Internal consistency

One study assessed the internal consistency for one tool (“external validity”-dimension of the Downs & Black-checklist) [22]. The methodological quality of this study was “doubtful” due to a lack of evidence on unidimensionality (or structural validity). Thus, this tool had a “very low” certainty of evidence for “indeterminate” internal consistency. Reasons for downgrading were a very serious risk of bias and imprecision.


Out of 13 studies assessing the reliability of 9 tools, eleven evaluated the interrater reliability [8084, 86, 87, 90, 9395, 97, 99], one the test-retest reliability [98], and one evaluated both [22]. Two studies had an “inadequate” [93, 101], two had a “doubtful” [98, 99], three had an “adequate” [8091, 94, 95], and six had a “very good” methodological quality [22, 84, 86, 87]. The overall certainty of evidence was “very low” for five tools (reasons for downgrading please refer to Table S4) [47, 73, 88, 92, 94]. The certainty of evidence was “low” for the “Selection Bias”-dimension of the EPHPP tool (due to serious risk of bias and imprecision) [98] and “moderate” for Gartlehner´s tool [86], the “external validity”-dimension of the Downs & Black-checklist [22], as well as the clinical relevance instrument [79] (due to serious risk of bias and indirectness).

Out of nine evaluated tools, the Downs & Black-checklist [22] had “inconsistent” results on reliability. The Clinical Relevance Instrument [79], Gartlehner´s tool [86], the “Selection Bias”-dimension of the EPHPP [98], the indirectness-dimension of the GRADE handbook [92] and the modified indirectness-checklist [94] had an “insufficient” rating for reliability. Green & Glasgow´s tool [88], the external validity dimension of the U.S. Preventive Services Task Force (USPSTF) manual [73] and the RITES tool [47] had a “very low” certainty of evidence for “sufficient” reliability.

Measurement error

Measurement error was reported for three tools. Two studies on measurement error of Gartlehner´s tool [86] and Loyka´s external validity framework [75], had an “adequate” methodological quality. Two studies on measurement error of the external validity dimension of the Downs & Black-checklist [22] had an “inadequate” methodological quality. However, all three tools had a “very low” certainty of evidence for “indeterminate” measurement error. Reasons for downgrading were risk of bias, indirectness, and imprecision due to small sample sizes.

Criterion validity

Criterion validity was reported only for Gartlehner´s tool [86]. Although there was no gold standard available to assess the criterion validity of this tool, the authors used expert opinion as the reference standard. The study assessing this measurement property had an “adequate” methodological quality. The overall certainty of evidence was “very low” for “sufficient” criterion validity due to risk of bias, imprecision, and indirectness.

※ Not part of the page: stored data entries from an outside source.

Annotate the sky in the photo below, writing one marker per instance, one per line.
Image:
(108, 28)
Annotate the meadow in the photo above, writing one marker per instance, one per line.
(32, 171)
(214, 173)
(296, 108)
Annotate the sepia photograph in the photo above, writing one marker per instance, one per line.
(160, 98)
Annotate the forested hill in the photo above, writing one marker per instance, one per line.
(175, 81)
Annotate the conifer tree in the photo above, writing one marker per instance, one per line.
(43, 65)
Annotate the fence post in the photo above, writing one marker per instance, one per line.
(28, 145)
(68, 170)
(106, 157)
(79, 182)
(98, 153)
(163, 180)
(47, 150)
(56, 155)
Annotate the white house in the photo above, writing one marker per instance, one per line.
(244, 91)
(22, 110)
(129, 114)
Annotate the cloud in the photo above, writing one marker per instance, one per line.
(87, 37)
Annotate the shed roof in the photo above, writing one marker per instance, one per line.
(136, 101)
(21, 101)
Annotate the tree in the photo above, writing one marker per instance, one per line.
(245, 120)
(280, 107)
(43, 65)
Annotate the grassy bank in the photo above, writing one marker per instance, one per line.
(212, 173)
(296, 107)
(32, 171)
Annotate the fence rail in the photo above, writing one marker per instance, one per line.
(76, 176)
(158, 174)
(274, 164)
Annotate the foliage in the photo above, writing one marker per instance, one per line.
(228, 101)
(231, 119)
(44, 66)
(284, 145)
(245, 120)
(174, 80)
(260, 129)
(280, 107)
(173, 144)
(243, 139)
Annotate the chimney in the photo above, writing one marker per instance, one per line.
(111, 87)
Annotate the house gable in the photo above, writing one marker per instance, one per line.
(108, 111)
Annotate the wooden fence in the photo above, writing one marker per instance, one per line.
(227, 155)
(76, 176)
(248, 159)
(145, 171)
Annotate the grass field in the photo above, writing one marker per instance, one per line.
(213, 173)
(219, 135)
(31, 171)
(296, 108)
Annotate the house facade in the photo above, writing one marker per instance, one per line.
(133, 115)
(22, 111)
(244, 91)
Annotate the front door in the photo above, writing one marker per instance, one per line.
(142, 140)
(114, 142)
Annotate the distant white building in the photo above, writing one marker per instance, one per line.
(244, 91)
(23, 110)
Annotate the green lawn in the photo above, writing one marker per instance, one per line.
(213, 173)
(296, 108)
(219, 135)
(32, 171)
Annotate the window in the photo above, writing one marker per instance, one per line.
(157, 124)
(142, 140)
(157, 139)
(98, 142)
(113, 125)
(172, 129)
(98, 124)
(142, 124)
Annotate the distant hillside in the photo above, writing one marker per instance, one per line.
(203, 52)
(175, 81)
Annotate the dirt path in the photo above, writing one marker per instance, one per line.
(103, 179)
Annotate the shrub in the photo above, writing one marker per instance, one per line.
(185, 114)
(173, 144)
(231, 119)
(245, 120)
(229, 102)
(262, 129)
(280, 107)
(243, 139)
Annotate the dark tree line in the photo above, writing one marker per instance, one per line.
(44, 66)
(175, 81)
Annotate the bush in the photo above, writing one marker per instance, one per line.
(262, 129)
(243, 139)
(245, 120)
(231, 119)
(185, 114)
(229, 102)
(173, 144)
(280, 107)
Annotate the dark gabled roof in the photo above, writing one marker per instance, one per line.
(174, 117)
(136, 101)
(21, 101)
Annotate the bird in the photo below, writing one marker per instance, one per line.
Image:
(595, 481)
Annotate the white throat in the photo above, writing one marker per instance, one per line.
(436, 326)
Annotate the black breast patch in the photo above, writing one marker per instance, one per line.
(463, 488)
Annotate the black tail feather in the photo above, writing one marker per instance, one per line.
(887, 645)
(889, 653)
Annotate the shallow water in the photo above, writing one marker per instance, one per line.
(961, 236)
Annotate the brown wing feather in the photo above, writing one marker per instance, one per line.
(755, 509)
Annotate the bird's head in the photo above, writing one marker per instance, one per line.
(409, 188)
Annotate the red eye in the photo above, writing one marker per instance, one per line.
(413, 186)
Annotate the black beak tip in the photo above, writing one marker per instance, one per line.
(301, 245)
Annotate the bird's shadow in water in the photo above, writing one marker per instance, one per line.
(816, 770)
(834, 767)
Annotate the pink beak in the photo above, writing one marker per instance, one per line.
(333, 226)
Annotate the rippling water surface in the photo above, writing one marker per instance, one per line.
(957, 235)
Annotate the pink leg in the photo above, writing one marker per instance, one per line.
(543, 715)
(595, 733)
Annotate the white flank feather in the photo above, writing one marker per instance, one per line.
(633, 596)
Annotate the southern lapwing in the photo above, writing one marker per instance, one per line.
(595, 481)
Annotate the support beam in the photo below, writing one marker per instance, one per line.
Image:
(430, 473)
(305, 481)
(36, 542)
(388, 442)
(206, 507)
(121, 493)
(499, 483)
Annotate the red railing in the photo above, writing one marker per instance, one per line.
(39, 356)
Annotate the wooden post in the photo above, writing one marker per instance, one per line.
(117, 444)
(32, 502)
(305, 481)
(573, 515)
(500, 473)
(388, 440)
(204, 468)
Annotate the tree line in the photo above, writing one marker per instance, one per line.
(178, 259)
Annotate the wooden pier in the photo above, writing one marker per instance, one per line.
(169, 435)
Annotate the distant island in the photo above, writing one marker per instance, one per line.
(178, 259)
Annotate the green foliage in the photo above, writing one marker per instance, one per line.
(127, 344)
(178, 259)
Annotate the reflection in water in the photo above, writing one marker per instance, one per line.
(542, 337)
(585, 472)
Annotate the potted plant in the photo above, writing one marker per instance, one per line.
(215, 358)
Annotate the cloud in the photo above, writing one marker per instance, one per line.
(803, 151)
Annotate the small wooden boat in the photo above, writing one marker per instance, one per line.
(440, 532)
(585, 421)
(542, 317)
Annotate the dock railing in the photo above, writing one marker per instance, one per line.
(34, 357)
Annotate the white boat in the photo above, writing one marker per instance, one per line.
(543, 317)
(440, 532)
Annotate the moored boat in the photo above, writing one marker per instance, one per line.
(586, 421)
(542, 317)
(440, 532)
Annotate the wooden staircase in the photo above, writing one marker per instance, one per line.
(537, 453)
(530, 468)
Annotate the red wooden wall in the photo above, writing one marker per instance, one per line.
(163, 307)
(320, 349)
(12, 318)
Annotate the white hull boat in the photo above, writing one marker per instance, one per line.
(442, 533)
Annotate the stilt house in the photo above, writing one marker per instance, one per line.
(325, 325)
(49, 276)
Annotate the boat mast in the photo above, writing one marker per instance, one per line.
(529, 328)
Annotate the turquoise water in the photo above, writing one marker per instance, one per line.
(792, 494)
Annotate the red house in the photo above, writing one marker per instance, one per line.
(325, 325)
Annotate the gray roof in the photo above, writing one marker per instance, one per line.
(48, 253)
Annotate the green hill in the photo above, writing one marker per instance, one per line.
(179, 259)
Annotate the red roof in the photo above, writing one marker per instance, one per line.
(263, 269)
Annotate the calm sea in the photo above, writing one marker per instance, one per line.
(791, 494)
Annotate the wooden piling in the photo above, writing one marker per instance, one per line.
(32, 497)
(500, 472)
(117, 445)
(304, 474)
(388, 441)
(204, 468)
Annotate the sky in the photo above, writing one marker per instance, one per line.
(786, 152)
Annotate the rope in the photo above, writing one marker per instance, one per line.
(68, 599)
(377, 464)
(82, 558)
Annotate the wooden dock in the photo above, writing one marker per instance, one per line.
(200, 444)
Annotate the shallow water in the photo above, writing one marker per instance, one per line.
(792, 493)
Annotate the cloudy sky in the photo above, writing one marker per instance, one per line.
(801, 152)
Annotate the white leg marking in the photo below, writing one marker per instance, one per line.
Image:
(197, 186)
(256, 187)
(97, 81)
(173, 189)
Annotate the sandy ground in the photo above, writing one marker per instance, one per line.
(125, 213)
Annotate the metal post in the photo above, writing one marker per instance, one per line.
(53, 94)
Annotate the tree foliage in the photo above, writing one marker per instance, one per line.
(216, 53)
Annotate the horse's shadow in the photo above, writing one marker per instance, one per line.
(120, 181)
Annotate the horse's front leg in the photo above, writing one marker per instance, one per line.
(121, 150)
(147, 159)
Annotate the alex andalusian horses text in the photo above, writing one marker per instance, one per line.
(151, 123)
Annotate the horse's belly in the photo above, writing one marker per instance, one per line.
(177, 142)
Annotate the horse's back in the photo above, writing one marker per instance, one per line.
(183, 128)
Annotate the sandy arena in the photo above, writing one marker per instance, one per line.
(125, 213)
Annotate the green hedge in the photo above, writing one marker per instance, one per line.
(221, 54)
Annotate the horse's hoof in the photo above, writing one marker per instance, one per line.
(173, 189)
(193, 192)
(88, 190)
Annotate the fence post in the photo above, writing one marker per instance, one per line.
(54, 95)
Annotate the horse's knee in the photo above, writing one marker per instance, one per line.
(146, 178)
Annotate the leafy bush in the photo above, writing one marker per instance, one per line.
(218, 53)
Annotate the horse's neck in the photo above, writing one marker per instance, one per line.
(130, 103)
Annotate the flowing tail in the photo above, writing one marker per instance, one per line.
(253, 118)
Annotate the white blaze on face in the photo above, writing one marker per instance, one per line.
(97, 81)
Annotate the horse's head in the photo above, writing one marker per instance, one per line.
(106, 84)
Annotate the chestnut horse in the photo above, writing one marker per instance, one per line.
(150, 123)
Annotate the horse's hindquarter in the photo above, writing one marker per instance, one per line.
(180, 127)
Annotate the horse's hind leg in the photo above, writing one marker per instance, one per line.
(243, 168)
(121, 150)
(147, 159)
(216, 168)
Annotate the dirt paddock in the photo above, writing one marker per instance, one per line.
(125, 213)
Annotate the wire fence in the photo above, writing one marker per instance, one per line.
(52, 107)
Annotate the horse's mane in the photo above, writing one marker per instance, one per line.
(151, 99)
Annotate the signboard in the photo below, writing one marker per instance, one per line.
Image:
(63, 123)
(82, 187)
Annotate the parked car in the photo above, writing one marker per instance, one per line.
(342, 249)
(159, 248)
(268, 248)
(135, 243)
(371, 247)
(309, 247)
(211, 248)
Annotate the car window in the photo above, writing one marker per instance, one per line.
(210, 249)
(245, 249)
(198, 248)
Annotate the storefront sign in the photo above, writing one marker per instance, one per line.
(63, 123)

Construct validity (hypotheses testing)

Five studies [22, 90, 91, 97, 98] reported on the construct validity of four tools. Three studies had a “doubtful” [90, 91, 98], one had an “adequate” [22] and one had a “very good” [97] methodological quality. The overall certainty of evidence was “very low” for three tools (mainly due to serious risk of bias, imprecision and serious indirectness) [22, 88, 98] and “low” for one tool (due to imprecision and serious indirectness) [47]. The “Selection-Bias”-dimension of the EPHPP tool [98] had “very low” certainty of evidence for “sufficient” construct validity and the RITES tool [47] had “low” certainty of evidence for “sufficient” construct validity. Both, the Green & Glasgow´s tool [88] and the Downs & Black-checklist [22], had “very low” certainty of evidence for “insufficient” construct validity.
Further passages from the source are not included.